I would try what past_unusual suggested, or instead of a 13x9" pan, try baking your next banana bread recipe in a cupcake pan, (adjusting the baking time downwards, of course), cooling them thoroughly on a wire rack and then bagging them and freezing to be used as desired. IME, banana bread freezes well.
posted by Lynsey at 9:17 AM on April 28


I pour my banana bread batter into cupcakes. Then, I freeze the number of cupcakes I think are extra. I also frost a few before freezing, but most are "naked". Taste great weeks later!
posted by JohnnyGunn at 10:10 AM on April 28 [1 favorite]

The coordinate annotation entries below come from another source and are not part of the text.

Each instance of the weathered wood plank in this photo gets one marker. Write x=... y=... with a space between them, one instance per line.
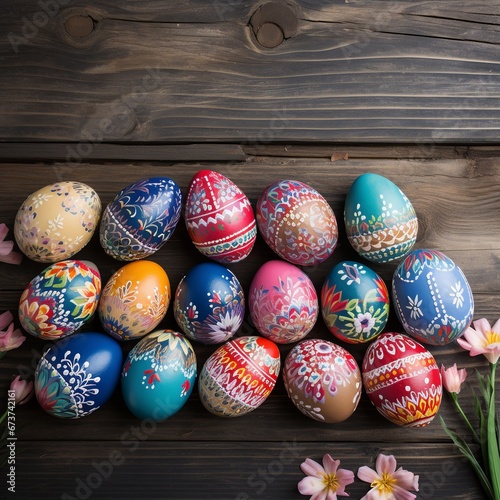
x=269 y=471
x=351 y=72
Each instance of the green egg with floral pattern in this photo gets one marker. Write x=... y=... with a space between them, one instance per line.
x=354 y=302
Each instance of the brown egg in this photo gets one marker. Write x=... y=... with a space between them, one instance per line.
x=323 y=380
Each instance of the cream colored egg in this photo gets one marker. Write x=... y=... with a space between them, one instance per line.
x=57 y=221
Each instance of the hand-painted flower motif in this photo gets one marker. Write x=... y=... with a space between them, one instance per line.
x=324 y=482
x=9 y=338
x=388 y=483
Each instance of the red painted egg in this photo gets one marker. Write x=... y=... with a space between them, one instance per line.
x=402 y=380
x=219 y=218
x=239 y=376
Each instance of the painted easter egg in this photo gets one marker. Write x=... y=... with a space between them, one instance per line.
x=380 y=221
x=158 y=375
x=78 y=375
x=432 y=297
x=402 y=380
x=354 y=302
x=209 y=304
x=297 y=222
x=57 y=221
x=323 y=380
x=219 y=218
x=60 y=300
x=141 y=218
x=283 y=302
x=134 y=300
x=239 y=376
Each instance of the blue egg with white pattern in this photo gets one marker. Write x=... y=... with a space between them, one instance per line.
x=158 y=375
x=380 y=221
x=209 y=303
x=432 y=297
x=141 y=218
x=78 y=374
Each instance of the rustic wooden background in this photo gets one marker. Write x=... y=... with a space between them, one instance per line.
x=107 y=93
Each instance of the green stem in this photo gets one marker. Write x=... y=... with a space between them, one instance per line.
x=454 y=397
x=492 y=443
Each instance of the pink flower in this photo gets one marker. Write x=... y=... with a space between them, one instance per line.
x=388 y=483
x=23 y=390
x=10 y=338
x=483 y=340
x=453 y=378
x=324 y=483
x=7 y=254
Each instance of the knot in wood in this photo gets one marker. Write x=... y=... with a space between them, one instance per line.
x=272 y=23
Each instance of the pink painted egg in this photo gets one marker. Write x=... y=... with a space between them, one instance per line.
x=323 y=380
x=219 y=218
x=239 y=376
x=297 y=222
x=283 y=302
x=402 y=380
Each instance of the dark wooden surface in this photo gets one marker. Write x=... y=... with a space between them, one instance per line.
x=192 y=70
x=197 y=455
x=110 y=92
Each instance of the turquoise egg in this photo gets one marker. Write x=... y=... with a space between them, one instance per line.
x=432 y=297
x=354 y=302
x=380 y=221
x=158 y=375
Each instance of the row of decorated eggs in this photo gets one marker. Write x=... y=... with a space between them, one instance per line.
x=432 y=298
x=77 y=375
x=57 y=221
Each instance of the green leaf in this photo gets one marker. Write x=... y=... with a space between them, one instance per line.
x=466 y=451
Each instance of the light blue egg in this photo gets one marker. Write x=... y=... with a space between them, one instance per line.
x=354 y=302
x=158 y=375
x=432 y=297
x=380 y=221
x=78 y=374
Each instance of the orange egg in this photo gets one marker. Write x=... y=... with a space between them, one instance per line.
x=135 y=300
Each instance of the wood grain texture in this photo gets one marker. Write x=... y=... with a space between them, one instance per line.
x=359 y=71
x=197 y=455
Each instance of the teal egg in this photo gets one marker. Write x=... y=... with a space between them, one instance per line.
x=158 y=375
x=380 y=220
x=354 y=302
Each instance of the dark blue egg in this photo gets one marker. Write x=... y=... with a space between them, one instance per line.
x=209 y=304
x=432 y=297
x=141 y=218
x=78 y=374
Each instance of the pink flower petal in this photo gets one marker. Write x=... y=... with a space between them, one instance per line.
x=3 y=231
x=6 y=247
x=481 y=326
x=311 y=485
x=406 y=479
x=385 y=463
x=312 y=468
x=5 y=319
x=367 y=474
x=330 y=465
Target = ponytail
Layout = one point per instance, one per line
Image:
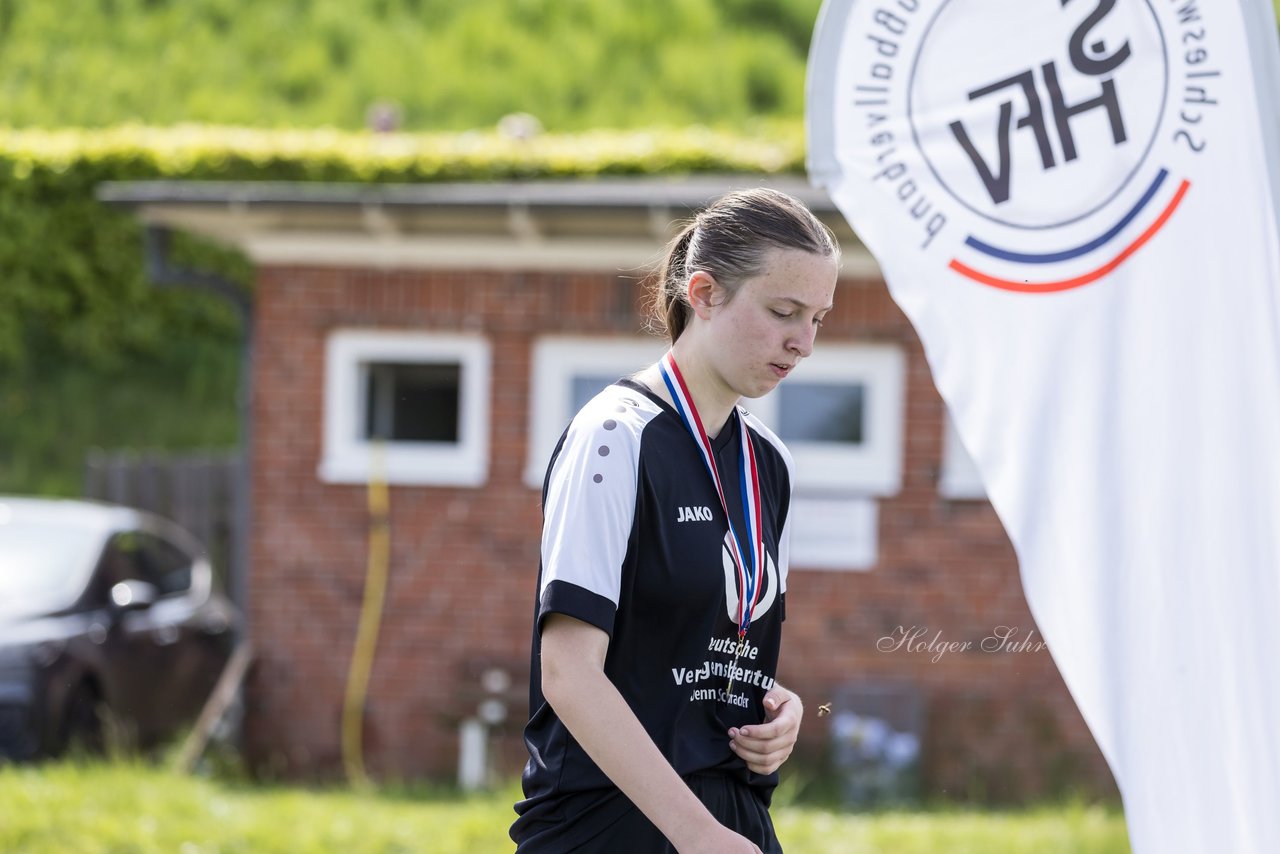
(730, 241)
(671, 298)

I make banana bread every once in awhile and am usually the only one in the house who eats it. When I'm working my way through a loaf, I always keep it in the fridge, either with a bit of plastic wrap over the baking pan, or removed from the pan completely and put into a container. Before I eat it, I set it out on the kitchen counter for an hour or so to warm up a little, then back into the fridge it goes.

Also, as others have said, banana bread can be frozen!
posted by May Kasahara at 10:15 AM on April 28


Should you obtain a smaller pan, Alice Medrich has a helpful guide to scaling recipes to fit any pan.

13x9 is pretty enormous for banana bread. Iā€™d definitely work on halving the recipe, and maybe bake it in a loaf pan.
posted by Thorzdad at 10:53 AM on April 28 [3 favorites]


I'd cut it into slices, wrap each slice in wax paper, then place into a ziploc bag and freeze. Take pieces out individually as needed. You can microwave them to warm up from frozen, or take out a few each week, place in the fridge to defrost, then eat as desired.
posted by hydra77 at 1:09 PM on April 28


Pre slice fairly thin before freezing and then you can grill them to heat the slices up. Grilled banana bread is wonderful.
posted by Mitheral at 6:14 PM on April 28 [2 favorites]


To keep frozen baked goods for LONG time, a vacuum bag is really good. No freezer taste; no freezer burn. Note that baked goods are soft so must be frozen BEFORE you vacuum them. Otherwise, the vacuum device will flatten the baked good.
posted by tmdonahue at 5:28 AM on April 29


We freeze our banana loaf before it's baked, and bake it right from the freezer - I use a tiny loaf tin (think 2 person serving of cake) and freeze in the tin (in baking parchment), pop frozen chunk into a ziploc and then get on and freeze the next portion. When hot cake is required, pop the chunk back in the tin and add...about half an hour to your cooking time.
posted by london explorer girl at 6:52 AM on April 29


Yes freezing (especially in slices!) works great. I just want to add that once you thaw slices of banana bread, toast them on a stovetop griddle, it is absolute perfection.
posted by MiraK at 8:56 AM on April 29 [1 favorite]


Response by poster: Thanks for all the helpful responses! I ended up, this time, making banana muffins, following this recipe (swapping out white sugar for brown sugar). So delicious!

Good to know for future reference, though!